Polisi Bersenjata Lengkap Geledah Rumah Kontrakan Pedagang Bakso Tusuk di Sleman - Kompas.com

Polisi Bersenjata Lengkap Geledah Rumah Kontrakan Pedagang Bakso Tusuk di Sleman

Kompas.com - 11/07/2018, 15:38 WIB
Rumah kontrakan di  Rt 05/Rw 35 Bedingin, Wetan Sumberadi, Mlati, Sleman yang ditinggali SFH, istri dan anaknya dipasangi garis polisi, Rabu (11/7/2018)KOMPAS.com / Wijaya Kusuma Rumah kontrakan di Rt 05/Rw 35 Bedingin, Wetan Sumberadi, Mlati, Sleman yang ditinggali SFH, istri dan anaknya dipasangi garis polisi, Rabu (11/7/2018)

YOGYAKARTA, KOMPAS.comPolisi menggunakan sebo (penutup wajah) dan bersenjata lengkap pada Rabu (11/07/2018) pagi mendatangi dan mengeledah salah satu rumah kontrakan di RT 005 RW 035 Bedingin, Wetan Sumberadi, Mlati, Sleman, Yogyakarta.

Rumah kontrakan ini dihuni SFH (45) beserta istri dan anaknya.  Aksi polisi ini membuat kaget tetangga sekitar rumah kontrakan tersebut. 

"Ya kaget, ada polisi yang datang ke sini. Tadi dari kepolisian datang ke sini sekitar pukul 10.00 WIB," ujar Ridwan Dwi Utomo (22), tetangga kontrakan SFH, saat ditemui Kompas.com, Rabu (11/7/2018)

Ridwan menuturkan, anggota polisi yang datang lebih dari 10 orang. Mereka ada yang berjaga di luar kontrakan dan ada yang masuk ke dalam.

Baca juga: Ayah Korban Ledakan Bom Pasuruan Memilih Melarikan Diri Ketimbang Urus Anaknya

Menurutnya, anggota polisi yang datang berpakaian preman dengan mengenakan rompi antipeluru. Selain itu, mereka juga mengenakan sabo penutup wajah.

"Kalau tidak salah dari Densus 88. Saya tadi sempat keluar kontrakan, terus dipanggil dan ditanya ada keperluan apa, kalau tidak ada keperluan silakan masuk rumah lagi dan jangan mendekat," urainya.

Menurut Ridwan, rumah kontrakan yang didatangi polisi berada tepat disebelah timur kontrakan yang ditinggalinya. Rumah kontrakan tersebut ditinggali SFH (45) beserta istri dan ketiga anaknya.

"Yang di dalam istri dan anaknya, satu masih berusia TK dan dua balita.

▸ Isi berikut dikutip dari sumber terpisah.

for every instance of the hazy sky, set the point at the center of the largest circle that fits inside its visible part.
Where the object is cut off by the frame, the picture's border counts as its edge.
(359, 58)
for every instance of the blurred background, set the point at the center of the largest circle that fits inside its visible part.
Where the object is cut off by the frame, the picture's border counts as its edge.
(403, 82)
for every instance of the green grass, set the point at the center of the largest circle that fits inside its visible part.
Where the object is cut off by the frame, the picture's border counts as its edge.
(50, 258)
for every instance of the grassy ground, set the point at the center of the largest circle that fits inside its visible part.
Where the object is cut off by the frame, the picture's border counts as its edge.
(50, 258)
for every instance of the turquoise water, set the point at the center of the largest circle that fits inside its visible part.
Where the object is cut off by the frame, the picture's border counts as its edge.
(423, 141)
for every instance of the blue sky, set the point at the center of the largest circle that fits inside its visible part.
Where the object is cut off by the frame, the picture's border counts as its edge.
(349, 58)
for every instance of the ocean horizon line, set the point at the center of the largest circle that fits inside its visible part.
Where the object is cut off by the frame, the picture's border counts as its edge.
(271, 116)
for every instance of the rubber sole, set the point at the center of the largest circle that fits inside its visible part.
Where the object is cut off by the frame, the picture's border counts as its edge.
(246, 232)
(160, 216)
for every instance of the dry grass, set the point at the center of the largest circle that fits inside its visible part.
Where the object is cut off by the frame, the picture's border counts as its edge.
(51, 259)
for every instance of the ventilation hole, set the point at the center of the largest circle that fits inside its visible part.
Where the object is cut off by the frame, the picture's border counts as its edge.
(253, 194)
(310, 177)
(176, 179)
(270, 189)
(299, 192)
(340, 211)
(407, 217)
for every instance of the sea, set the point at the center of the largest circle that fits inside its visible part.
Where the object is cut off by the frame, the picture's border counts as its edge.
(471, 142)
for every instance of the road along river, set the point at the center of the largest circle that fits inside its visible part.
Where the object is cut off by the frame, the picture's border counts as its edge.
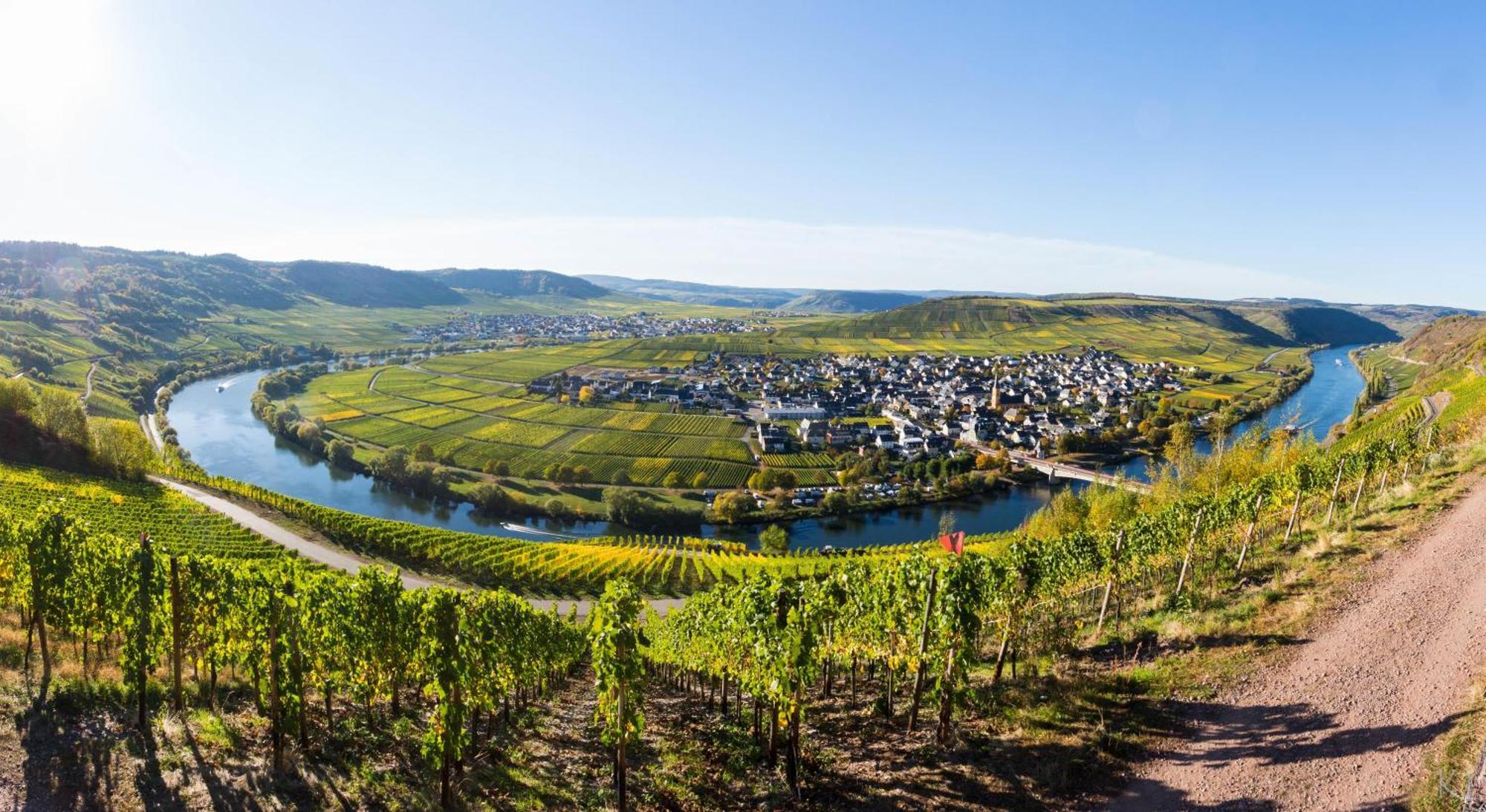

Tadi polisi masuk ke dalam, terus keluar membawa barang-barang, mobil, sepeda motor, dan memasang garis polisi," ujarnya.

Baca juga: Densus 88 Antiteror Geledah Rumah Terduga Teroris di Karanganyar

"Saya tidak tahu siapa saja yang dibawa, tapi sekarang rumah kontrakan sepi tidak ada siapa-siapa," imbuhnya.

Menurutnya, selama tinggal di kontrakan SFH dan keluarganya tidak menunjukkan gerak-gerik yang mencurigakan. Mereka tidak tertutup dan bergaul dengan warga masyarakat sekitar.

"Kesehariannya biasa saja, ya dengan masyarakat juga membaur, aktif di masjid. Sehari-hari jualan bakso tusuk dan martabak, tapi tidak kenal dekat karena saya belum lama ke sini," ungkapnya.

Sementara itu, Imah (40), istri pemilik rumah kontrakan, mengatakan, SFH tinggal di rumah kontrakan miliknya sudah sejak 5 bulan lalu.

"Saya tidak tahu, soalnya tadi di pasar. Kesehariannya biasa saja," ujarnya.

Densus 88

Sementara itu, Kapolres Sleman AKBP Muhammad Firman Lukmanul Hakim saat dikonfirmasi mengatakan, penanganan penggeledahan langsung dilakukan oleh Densus 88 Mabes Polri.

Baca juga: 3 Orang Terduga Teroris Diciduk Densus 88 di Gorontalo

"Saya tidak tahu apa-apa. Itu yang turun langsung dari Densus Mabes Polri," urainya.

Dari pengamatan Kompas.com, rumah kontrakan di RT 005 RW 035 Bedingin, Wetan Sumberadi, Mlati, Sleman, terpasang garis polisi.

Situasi rumah kontrakan terlihat sepi dan tidak ada anggota polisi yang berjaga. Gerobak untuk berjualan bakso tusuk tampak terparkir di depan rumah kontrakan.